Blu-ray extras consist of the 1941 live-action short The Tell-Tale Heart, based on the Edgar Allan Poe story and directed by Jules Dassin (Brute Force, The Naked City, both reviewed here); the 1941 Hanna-Barbera cartoon The Goose Goes South; and the theatrical trailer.
Short And Sweet:
DREAMBUILDERS (2020). This Danish animated effort is likely to quell the little ones but won’t do much for any attendant adults. Young Minna lives with her dad John after her mother leaves them to become a music star. John finds a new lady love and invites her to move into their home, bringing along her bratty daughter Jenny. Jenny is as cruel as Minna is sensitive, and after Minna discovers a way to enter not only her own dreams but those of the people around her, she plots a revenge that gets out of hand. The animation is more serviceable than inspired, and while there’s some imagination shown in creating the dream world, the characters are strictly subpar Pixar and Illumination wannabes (particularly the blue minions who inhabit the dreamscape). The tension between the two girls is nicely set up, but the resolution is rushed, and the picture ends just when it seems it should be taking off.
The only extra in the Blu-ray + DVD release is the theatrical trailer.
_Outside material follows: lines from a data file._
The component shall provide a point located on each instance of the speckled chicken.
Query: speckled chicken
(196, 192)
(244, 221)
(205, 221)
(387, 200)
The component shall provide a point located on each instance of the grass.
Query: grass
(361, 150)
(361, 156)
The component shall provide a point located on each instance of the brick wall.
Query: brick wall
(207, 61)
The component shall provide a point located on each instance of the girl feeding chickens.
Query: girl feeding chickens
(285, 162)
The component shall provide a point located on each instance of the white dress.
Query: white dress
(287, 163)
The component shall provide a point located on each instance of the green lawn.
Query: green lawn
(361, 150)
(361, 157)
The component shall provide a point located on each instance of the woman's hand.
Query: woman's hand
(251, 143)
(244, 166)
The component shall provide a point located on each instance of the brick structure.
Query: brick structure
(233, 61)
IN THE GOOD OLD SUMMERTIME (1949). The 1998 Tom Hanks-Meg Ryan romantic comedy You’ve Got Mail might be the most famous remake of the 1940 classic The Shop Around the Corner (reviewed here), but it’s not the only one. In 1949, this so-so musical version (set in Chicago rather than the original’s Budapest) appeared on the scene, with Judy Garland and Van Johnson in the Margaret Sullavan and James Stewart roles of two bickering co-workers who don’t realize they’re lovestruck pen pals. Garland is fine even if this isn’t the best movie to showcase her remarkable talents, but Johnson proves to be an uninspiring and uncharismatic leading man opposite the singing dynamo. Buster Keaton is amusing as the bumbling nephew of the shop owner (S.Z. “Cuddles” Sakall), and it’s a shame he isn’t in more scenes.
Blu-ray extras consist of an introduction by Garland biographer John Fricke; the 1948 Traveltalks shorts Chicago the Beautiful and Night Life in Chicago; and theatrical trailers.